We can all agree that "YES means: let's f-ck! NO means: f-ck off!" But what about the tremendous amount of gray area that people encounter when hooking up?
Nobody wants to be thought of as a pushy hookup or wants to sexual assault someone. How then can we get the go ahead to take the hookup beyond making out to heavy petting, oral or intercourse, knowing that the other person/people are interested?
Ideally, before you touch, lick, kiss, massage, penetrate, rub etc. you should ask: would you like me to (fill in the blank)? But usually one person is fumbling nervously, hand shaking, trying to test your boundaries. They play with your underwear line, your bra or grab and squeeze your body closer and closer to your "private parts." If you are on the receiving end of this embarrassing dance you have an opportunity for ENTHUSIASTIC CONSENT!
Enthusiastic consent is setting up rules like: we can play around and if I am uncomfortable I will tell you.
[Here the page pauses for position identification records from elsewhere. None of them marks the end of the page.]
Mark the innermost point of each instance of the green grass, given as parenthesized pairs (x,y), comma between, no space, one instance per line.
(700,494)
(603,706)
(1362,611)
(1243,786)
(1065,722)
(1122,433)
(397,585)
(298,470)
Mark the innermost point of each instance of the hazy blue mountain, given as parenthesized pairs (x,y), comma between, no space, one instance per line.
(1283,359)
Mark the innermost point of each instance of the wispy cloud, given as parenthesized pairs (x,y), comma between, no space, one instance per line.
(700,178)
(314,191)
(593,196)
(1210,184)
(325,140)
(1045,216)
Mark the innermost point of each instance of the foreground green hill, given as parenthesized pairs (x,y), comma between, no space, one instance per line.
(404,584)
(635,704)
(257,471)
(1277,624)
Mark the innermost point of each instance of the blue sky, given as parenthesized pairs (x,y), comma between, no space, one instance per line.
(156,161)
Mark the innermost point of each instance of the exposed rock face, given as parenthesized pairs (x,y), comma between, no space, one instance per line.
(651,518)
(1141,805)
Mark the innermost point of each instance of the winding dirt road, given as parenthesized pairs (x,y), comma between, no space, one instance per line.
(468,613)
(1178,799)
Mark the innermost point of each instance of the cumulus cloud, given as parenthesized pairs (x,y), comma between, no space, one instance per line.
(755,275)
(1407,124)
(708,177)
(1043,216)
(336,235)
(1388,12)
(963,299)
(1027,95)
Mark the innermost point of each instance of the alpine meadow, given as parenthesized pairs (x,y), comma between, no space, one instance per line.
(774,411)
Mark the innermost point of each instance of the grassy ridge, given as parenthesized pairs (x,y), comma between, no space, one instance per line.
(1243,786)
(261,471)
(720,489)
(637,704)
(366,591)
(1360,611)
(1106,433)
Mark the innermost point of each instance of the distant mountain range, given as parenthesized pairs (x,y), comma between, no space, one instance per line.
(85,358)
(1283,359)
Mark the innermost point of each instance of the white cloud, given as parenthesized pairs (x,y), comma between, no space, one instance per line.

Agreeing on this ahead of time lets the other person know that they can safely explore and not to be offended if they are told to back-off! This is a huge relief for both parties and doesn't ruin the mood, instead it makes it a much safer space.
The hookup wouldn't be fun if before every move the person asked "may I do this?" or "would you like that?" So the receiving partner needs to be more enthusiastic about things they want to direct this lost soul. Everyone wants the reputation of being an amazing hookup. So if you say "I love…" or "that feels soooo good!" The person will naturally try to respond to your requests and responses.
Caution: this may result in a disproportionate period of time spent on one activity. Too much moaning when someone kisses your ear may result in them slobbering in there for 30 minutes thinking you are going to climax from it.
The idea is though that people are helplessly trying to please the other person. It is tremendously difficult to figure out how far the other person wants to take it and what they want.
To master one is not to master all, and sometimes it is hard to remember that. So help by ENTHUSIASTICALLY CONSENTING!
Because the overwhelming majority of sexual assault is committed by men, even though not most men sexually assault, I am inclined to turn to women to address how to enthusiastically consent. However, this will not do much for any non-two person heterosexual hookup and that seems wrong to me.
Better yet, what if you have been in a relationship with your partner and want to explore the pleasures of the tush but you know that if you flat out ask the person they won't consider the possibility. While I want to tell you that you ought not be dating someone so closed minded, I have come to appreciate that some people are willing to expand their horizons even though they may not want to talk about it or acknowledge it. Again, this may not be ideal, but it is a step in the right direction.